Concert Review: Ariana Grande's tour stops in South Florida for an energetic homecoming

Judging by their worshipful screams, the thousands of tiny, tween and teen girls at Ariana Grande’s concert Saturday at Sunrise’s BB&T Center couldn’t care less about Donutgate or snarky comments about America. And the 22-year-old singer, back on her Honeymoon tour after the bizarre July 4 incident where she was filmed at an L.A. donut shop, licking vulnerable pastries and dissing the U.S.A., didn’t offer any apologetic slash patriotic remarks like she did at Thursday’s show in Tampa.

Instead, the Boca Raton-raised Grande’s South Florida show was all about hometown sentiment and her ongoing bid to be America’s next pop diva/sweetheart. “The first time I sang here I was eight years old, I sang the national anthem at a Panthers game,” the elfin Grande told the cheering crowd, giving shout outs to her mother, her grandmother, and her school friends. “I love you guys so much. I’m so proud to be a native Floridian.” We heard a recording of a conversation with her grandfather, ending with “I love you too grandpa.” (Take that TMZ!) At one point her half brother Frankie J. Grande, a Youtube personality with a pink Mohawk, bounced onstage to work the screaming audience.

So can Grande be the pop princess to Queen Bey? The Latina darling to Taylor Swift’s blonde American sweetheart? She follows other child media prodigies – Selena Gomez, Demi Lovato – who’ve faltered trying to reach grown-up musical stardom. Saturday’s crowd was heavy on girls and their parents, but there was also a smattering of young couples (gay and hetero). The arena twinkled with bobbing glow-in-the-dark cat ear headbands, Grande’s trademark accessory.

She can definitely sing, with a rich, powerful voice that encompasses old school soul and Broadway belt. And from the time she pranced onstage with Bang Bang, Grande was the glittering, shimmying, neon-perky center of a big, fast-paced production. Her look is part vixenish little girl, part retro sex kitten, and she wore a series of tiny leg-baring costumes with bitty mambo-tail skirts and towering heels. Even in those she looked small, a bit like a girl playing dress-up in her mama’s heels.

She was surrounded by a battalion of dancers, and backed by three keyboard players, guitarist, drummer, and two violinists and a cellist. She and her dancers frequently rose and sank on stage platforms. For Pink Champagne, one of her first hits, she floated in on a cloud; for Right There, she arrived in an enormous chandelier; and perched on a gleaming white grand piano to sing the ballad My Everything. At one point she used Mi.Mu gloves – an innovative music tech tool invented by musician Imogen Heap that lets users make musical sounds with gestures – for a kind of EDM hand dance.

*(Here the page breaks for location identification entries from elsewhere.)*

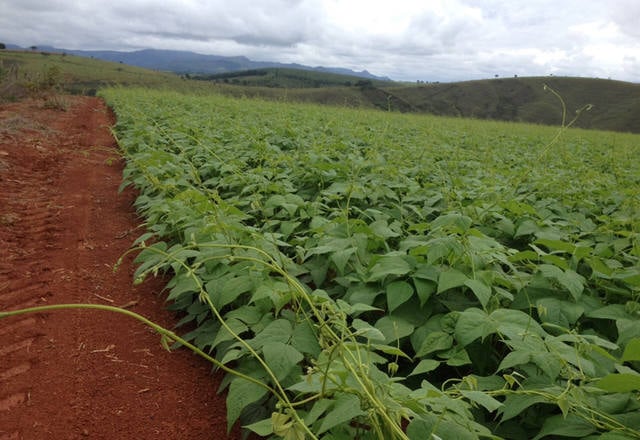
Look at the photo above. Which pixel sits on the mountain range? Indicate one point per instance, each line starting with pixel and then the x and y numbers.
pixel 184 62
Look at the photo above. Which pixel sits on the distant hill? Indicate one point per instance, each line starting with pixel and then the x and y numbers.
pixel 183 62
pixel 291 78
pixel 616 104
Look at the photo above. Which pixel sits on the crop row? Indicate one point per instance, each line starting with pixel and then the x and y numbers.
pixel 373 275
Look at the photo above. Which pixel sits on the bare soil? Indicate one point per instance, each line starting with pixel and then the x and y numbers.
pixel 63 225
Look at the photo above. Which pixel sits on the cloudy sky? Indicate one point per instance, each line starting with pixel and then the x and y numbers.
pixel 431 40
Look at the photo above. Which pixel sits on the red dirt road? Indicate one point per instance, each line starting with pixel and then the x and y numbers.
pixel 83 374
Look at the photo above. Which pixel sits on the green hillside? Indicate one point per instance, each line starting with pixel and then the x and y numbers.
pixel 290 78
pixel 616 104
pixel 21 71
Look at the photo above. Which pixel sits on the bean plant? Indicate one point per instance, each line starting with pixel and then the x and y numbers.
pixel 370 275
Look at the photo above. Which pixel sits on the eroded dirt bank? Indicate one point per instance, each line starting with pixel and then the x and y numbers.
pixel 63 225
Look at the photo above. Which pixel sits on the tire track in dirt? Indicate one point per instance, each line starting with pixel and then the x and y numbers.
pixel 28 221
pixel 77 374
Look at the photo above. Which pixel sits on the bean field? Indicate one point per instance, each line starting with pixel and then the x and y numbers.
pixel 371 275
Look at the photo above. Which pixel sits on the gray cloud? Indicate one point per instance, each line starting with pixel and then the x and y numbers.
pixel 404 39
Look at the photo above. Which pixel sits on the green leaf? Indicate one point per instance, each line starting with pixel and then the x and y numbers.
pixel 514 404
pixel 368 331
pixel 559 312
pixel 184 283
pixel 341 258
pixel 570 426
pixel 281 358
pixel 398 293
pixel 347 407
pixel 452 222
pixel 263 428
pixel 241 393
pixel 516 357
pixel 389 265
pixel 434 341
pixel 573 282
pixel 450 279
pixel 619 383
pixel 235 325
pixel 556 245
pixel 277 331
pixel 483 399
pixel 480 290
pixel 631 351
pixel 394 328
pixel 612 311
pixel 473 324
pixel 424 289
pixel 425 366
pixel 516 324
pixel 305 340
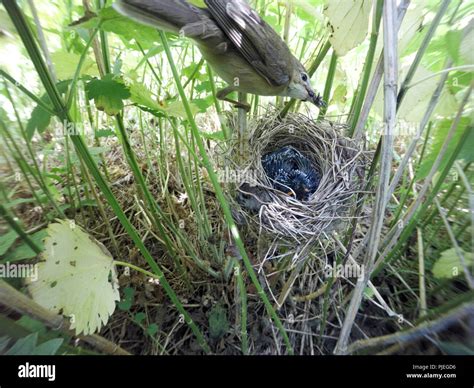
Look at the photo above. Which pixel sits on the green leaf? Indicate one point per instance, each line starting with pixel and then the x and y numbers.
pixel 108 94
pixel 152 329
pixel 40 119
pixel 127 29
pixel 66 65
pixel 77 278
pixel 449 264
pixel 348 23
pixel 6 241
pixel 139 317
pixel 215 136
pixel 126 303
pixel 439 135
pixel 453 44
pixel 141 95
pixel 27 346
pixel 23 251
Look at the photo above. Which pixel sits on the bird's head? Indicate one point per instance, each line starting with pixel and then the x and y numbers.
pixel 300 86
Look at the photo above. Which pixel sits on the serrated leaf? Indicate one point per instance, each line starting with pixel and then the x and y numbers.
pixel 129 30
pixel 439 135
pixel 27 346
pixel 453 44
pixel 77 278
pixel 40 119
pixel 348 23
pixel 23 251
pixel 449 264
pixel 6 241
pixel 66 64
pixel 108 94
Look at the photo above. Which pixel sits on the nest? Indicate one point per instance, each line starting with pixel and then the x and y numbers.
pixel 340 162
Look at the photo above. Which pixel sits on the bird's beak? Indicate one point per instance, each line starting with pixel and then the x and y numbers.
pixel 316 99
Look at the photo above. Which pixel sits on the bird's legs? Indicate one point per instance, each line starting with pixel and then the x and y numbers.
pixel 222 95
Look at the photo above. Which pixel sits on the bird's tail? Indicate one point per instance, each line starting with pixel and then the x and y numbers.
pixel 168 15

Grande’s voice was often buried in the overwhelming sound mix that’s become standard on big pop concerts, which made her singing secondary to strutting and giant videos of guest rappers. But there were times when she and her voice got to shine. She was riveting in Tattooed Heart, her voice soaring from velvety lows to full tilt wails. Bright and intense as Grande is, she still doesn’t have the power to fully command this kind of massive production. But she might get there.

Her opening act was Prince Royce, who is making his bid to move from the sweet bachata pop that’s made him a Latin music star to the mainstream. (Worth noting that Grande and Royce represent the growing Latino presence in American pop culture, a new normal for young audiences.) But Royce is not quite there. For the hip hop/pop rock Stuck on a Feeling and Lie to Me, he and his four obligatorially twerking dancers wore tough black gear. His voice was heavily processed, and the songs hovered uncomfortably between hip hop and screaming rock guitar. Royce’s persona, like his singing, has been sweet and sensual, and his swaggering proclamations of “you got me hot already… there’s too many beautiful sexy sexy ladies out here” came off cheesy and not entirely convincing. (Though he got plenty of squeals.)

Royce came off much better on the ballad Extraordinary, bare-chested in torn white jeans, singing about a girl who more than makes up for not having money, his voice lifting to fill the swelling melody. He was sweet and easy on his big bachata hits Darte Un Beso, and his cover of Stand By Me; hopefully he can find the way forward from there.